Assessing personal exposure to environmental toxicants is a critical challenge for predicting disease risk. Previously, using human serum albumin (HSA)-based biomonitoring, we reported dosimetric relationships between adducts at HSA Cys 34 and ambient air pollutant levels (Smith et al., Chem. Res. Toxicol. 2021, 34, 1183. These results provided the foundation to explore modifications at other sites in HSA to reveal novel adducts of complex exposures. Thus, the Pan-Protein Adductomics (PPA) technology reported here is the next step toward an unbiased, comprehensive characterization of the HSA adductome. The PPA workflow requires <2 μL serum/plasma and uses nanoflow-liquid chromatography, gas-phase fractionation, and overlapping-window data-independent acquisition high-resolution tandem mass spectrometry. PPA analysis of albumin from nonsmoking women exposed to high levels of air pollution uncovered 68 unique locationspecific modifications (LSMs) across 21 HSA residues.
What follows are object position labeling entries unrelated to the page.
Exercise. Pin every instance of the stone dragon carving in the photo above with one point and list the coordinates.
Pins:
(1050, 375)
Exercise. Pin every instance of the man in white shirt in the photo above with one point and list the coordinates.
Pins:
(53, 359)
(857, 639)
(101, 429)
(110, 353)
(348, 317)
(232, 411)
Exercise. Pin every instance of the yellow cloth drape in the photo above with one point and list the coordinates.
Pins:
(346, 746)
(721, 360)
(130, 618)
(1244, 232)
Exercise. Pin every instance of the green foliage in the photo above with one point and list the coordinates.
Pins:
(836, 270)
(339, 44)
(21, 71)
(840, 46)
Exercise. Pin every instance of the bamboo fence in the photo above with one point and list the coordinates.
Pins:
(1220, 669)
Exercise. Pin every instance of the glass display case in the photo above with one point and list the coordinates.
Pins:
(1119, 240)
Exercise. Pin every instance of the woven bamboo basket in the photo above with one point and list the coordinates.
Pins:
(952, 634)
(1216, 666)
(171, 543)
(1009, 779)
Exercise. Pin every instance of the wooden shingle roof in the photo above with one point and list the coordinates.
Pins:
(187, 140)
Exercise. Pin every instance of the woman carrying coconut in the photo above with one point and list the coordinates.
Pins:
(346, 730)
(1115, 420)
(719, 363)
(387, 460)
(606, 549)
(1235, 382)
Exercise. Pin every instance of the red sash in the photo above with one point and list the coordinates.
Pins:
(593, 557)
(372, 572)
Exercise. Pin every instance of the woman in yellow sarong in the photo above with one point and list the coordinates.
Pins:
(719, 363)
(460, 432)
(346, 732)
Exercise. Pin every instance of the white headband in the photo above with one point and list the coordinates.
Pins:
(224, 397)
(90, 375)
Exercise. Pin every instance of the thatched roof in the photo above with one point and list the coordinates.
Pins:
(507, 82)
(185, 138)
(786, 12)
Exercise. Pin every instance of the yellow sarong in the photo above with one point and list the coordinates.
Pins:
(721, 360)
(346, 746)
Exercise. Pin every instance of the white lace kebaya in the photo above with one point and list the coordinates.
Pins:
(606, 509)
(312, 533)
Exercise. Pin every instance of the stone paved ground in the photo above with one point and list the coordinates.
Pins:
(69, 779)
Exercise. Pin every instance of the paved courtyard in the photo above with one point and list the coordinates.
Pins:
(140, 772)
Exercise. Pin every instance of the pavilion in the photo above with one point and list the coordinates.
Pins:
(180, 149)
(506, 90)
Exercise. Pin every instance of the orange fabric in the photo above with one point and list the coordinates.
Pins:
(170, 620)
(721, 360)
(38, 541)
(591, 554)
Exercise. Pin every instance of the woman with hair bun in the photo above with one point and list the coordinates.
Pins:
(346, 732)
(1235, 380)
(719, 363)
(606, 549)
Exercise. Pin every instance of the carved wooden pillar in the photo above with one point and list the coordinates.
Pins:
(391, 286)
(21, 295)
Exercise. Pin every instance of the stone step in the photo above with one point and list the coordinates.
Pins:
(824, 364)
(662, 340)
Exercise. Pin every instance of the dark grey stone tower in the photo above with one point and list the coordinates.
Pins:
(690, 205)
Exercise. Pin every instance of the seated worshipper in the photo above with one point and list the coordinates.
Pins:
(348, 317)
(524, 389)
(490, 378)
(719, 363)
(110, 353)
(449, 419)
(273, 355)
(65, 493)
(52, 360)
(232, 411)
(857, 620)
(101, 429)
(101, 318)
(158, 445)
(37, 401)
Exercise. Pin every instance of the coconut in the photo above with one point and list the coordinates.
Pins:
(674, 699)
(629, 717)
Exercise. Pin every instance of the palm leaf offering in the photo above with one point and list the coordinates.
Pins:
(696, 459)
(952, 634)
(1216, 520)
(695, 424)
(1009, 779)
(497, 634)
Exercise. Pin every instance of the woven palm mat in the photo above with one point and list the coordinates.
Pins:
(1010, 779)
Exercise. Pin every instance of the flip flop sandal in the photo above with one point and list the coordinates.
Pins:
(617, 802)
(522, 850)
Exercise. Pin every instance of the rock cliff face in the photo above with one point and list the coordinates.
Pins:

While nearly half were located at Cys 34 (33 LSMs), 35 were detected on other residues, including Lys, His, Tyr, Ser, Met, and Arg. HSA adduct relative abundances spanned a ∼400 000-fold range and included putative products of exogenous (SO 2 , benzene, phycoerythrobilin) and endogenous (oxidation, lipid peroxidation, glycation, carbamylation) origin, as well as 24 modifications without annotations. PPA quantification revealed statistically significant changes in LSM levels across the 84 days of monitoring (∼3 HSA lifetimes) in the following putative adducts: Cys 34 trioxidation, βmethylthiolation, benzaldehyde, and benzene diol epoxide; Met 329 oxidation; Arg 145 dioxidation; and unannotated Cys 34 and His 146 adducts. Notably, the PPA workflow can be extended to any protein. Pan-Protein Adductomics is a novel and powerful strategy for untargeted global exploration of protein modifications.